One of the best things about indie/amateur/hobby/fan/garage game development,
once you let its irrepressible worldwide waves of creativity wash over you,
is that it frees you from frustration at the general state of "mainstream"
big-budget videogames. I no longer have to (but still do, because it's fun)
gnash my teeth and whine about "formula" and "dumbing-down" and "samey
nonsense that was boring 10 years ago" because I know that shit's being taken
care of in the underground, and maybe it'll bubble up but if it doesn't who
cares?

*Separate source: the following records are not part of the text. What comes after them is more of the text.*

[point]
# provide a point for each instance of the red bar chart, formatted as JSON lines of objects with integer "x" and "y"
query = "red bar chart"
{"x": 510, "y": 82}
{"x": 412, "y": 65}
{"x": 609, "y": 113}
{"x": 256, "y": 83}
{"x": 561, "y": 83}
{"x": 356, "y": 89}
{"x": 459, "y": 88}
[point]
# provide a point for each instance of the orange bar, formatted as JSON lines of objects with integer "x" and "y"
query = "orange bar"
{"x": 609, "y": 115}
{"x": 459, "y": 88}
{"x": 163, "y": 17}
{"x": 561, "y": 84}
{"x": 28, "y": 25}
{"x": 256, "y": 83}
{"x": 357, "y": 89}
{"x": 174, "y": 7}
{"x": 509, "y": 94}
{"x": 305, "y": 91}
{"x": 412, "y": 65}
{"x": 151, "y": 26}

It's like music: you don't look to the Top 40 for cutting-edge
explorations of what recorded sound might accomplish. You look on your smart
friends' iPods.
And so it goes. Neither the Triple-A blockbuster megagame publishers nor the
mass-appeal crack dealers of the casual-game factories will ever in a million
years produce a minimalist, monochromatic hybrid roguelike RPG/bullet-hell
shooter, and yet here it is, in the form of Lancer-X's freeware Meritous
(asceai.net/meritous). Explore tunnels and chambers as per a dungeon game,
taking out hordes of creeps with your one-button Psi Blast, gathering
crystalline XP for three-pronged RPG advancement. Once you hit its rhythms
it's zone gaming at its finest, dodging insane swarms of projectiles in
shooter style while working the hypnotic cycle of charge-release-recharge on
your one weapon. Fun times, and an interesting investigation of some ways in
which the "action RPG" chimera might be more pleasantly hybridized.

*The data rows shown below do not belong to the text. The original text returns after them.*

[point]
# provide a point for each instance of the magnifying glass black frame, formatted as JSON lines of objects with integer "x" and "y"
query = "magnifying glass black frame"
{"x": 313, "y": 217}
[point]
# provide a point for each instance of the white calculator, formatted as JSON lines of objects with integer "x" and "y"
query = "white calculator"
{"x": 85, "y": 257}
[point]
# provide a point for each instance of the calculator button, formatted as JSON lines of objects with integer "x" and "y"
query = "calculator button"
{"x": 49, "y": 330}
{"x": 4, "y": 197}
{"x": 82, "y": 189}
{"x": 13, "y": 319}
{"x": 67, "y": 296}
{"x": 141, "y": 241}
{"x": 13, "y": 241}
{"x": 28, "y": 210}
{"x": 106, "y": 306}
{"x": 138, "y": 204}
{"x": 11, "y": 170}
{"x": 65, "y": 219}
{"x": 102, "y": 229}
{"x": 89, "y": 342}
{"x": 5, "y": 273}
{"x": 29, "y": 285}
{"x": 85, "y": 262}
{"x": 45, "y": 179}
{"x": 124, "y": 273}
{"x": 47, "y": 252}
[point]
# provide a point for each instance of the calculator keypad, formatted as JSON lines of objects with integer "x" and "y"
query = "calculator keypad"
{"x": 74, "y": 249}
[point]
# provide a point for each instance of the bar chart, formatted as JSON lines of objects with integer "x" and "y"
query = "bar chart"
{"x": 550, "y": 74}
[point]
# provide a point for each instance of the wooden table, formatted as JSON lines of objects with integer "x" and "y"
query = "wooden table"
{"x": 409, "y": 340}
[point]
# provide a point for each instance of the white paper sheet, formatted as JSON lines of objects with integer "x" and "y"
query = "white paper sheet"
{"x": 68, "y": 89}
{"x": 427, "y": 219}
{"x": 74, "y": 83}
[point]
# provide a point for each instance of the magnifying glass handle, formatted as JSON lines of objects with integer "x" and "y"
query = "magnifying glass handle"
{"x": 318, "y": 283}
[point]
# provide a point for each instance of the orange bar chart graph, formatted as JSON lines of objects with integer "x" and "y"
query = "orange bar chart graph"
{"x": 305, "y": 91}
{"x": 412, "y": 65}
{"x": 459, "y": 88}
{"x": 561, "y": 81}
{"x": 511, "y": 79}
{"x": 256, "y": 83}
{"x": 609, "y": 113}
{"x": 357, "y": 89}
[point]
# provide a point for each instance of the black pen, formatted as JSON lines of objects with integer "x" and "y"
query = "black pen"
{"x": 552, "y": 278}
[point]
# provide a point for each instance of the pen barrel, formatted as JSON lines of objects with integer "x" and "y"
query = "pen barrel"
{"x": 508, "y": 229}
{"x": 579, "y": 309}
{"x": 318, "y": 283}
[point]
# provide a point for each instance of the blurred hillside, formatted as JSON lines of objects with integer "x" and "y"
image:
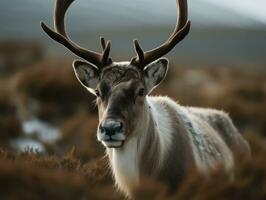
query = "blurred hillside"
{"x": 45, "y": 112}
{"x": 220, "y": 34}
{"x": 48, "y": 146}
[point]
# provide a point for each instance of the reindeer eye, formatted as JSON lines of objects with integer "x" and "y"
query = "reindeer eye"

Investigation is what it's all about. Take Daniel Benmergui's Today I Die
(ludomancy.com/games/today), which explores an interesting angle: where and
how might poetry and game design intersect and interact? As with many
experimental games, Today I Die expresses itself through the process of
discovering its rules and mechanisms: the more I tell you here, the less
effective it will be when you play it. And you should play it, if not for its
slightly over-emo emotional content then at least for what it says about how
gameplay and text might be more meaningfully bound together.

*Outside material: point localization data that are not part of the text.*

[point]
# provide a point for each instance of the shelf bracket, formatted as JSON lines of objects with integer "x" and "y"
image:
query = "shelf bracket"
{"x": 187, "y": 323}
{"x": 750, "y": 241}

Of course, it's not all forward-thinking and games-as-thesis; a lot of
what goes down in the underground is pure nostalgia styles, creators grinding
on ancient forms like the point-and-click graphical adventure game. This
genre used to be big business, and geek culture is still alive with the
echoes of Maniac Mansion, King's Quest, Monkey Island and Grim Fandango, but
exploration of this particular mine—still rich with ore!—is
largely in the hands of independent wildcat prospectors. That's where we get
things like Brain Hotel (otterarchives.com/brainhotel) from Ron "AAlgar" Watt
and Pinhead Games.
Based on Watt's "Tales of the Odd" comics, Brain Hotel is classic
point-and-click—LOOK at everything, TALK to everyone, TAKE everything
that's not nailed down and solve them puzzles!—and it's a good example
of what the graphic-adventure genre does best: deliver gags. As a bitter
courier driver who finds himself sent to a hotel playing host to a
super-villain convention, players must not only get the job done but, you
know, foil a nefarious plot as clones, clerks, megalomaniacal conventioneers
and one heartbroken robot stand in your way. It's brief, and anyone with any
adventure-game experience will ace the simple puzzles, but there's some fun
and funny stuff packed into its lo-fi graphics and fully voiced
dialogue.
So, yeah, don't worry about the mega-mainstream if you're looking for good,
weird, interesting stuff; just cast your line out into blogs like Jay Is
Games (jayisgames.com),
Play This Thing! (playthisthing.com) and the Independent Gaming Source
(tigsource.com) and pull out daily treasures. Maybe—just
maybe—you'll find your magical fairy princess, after all.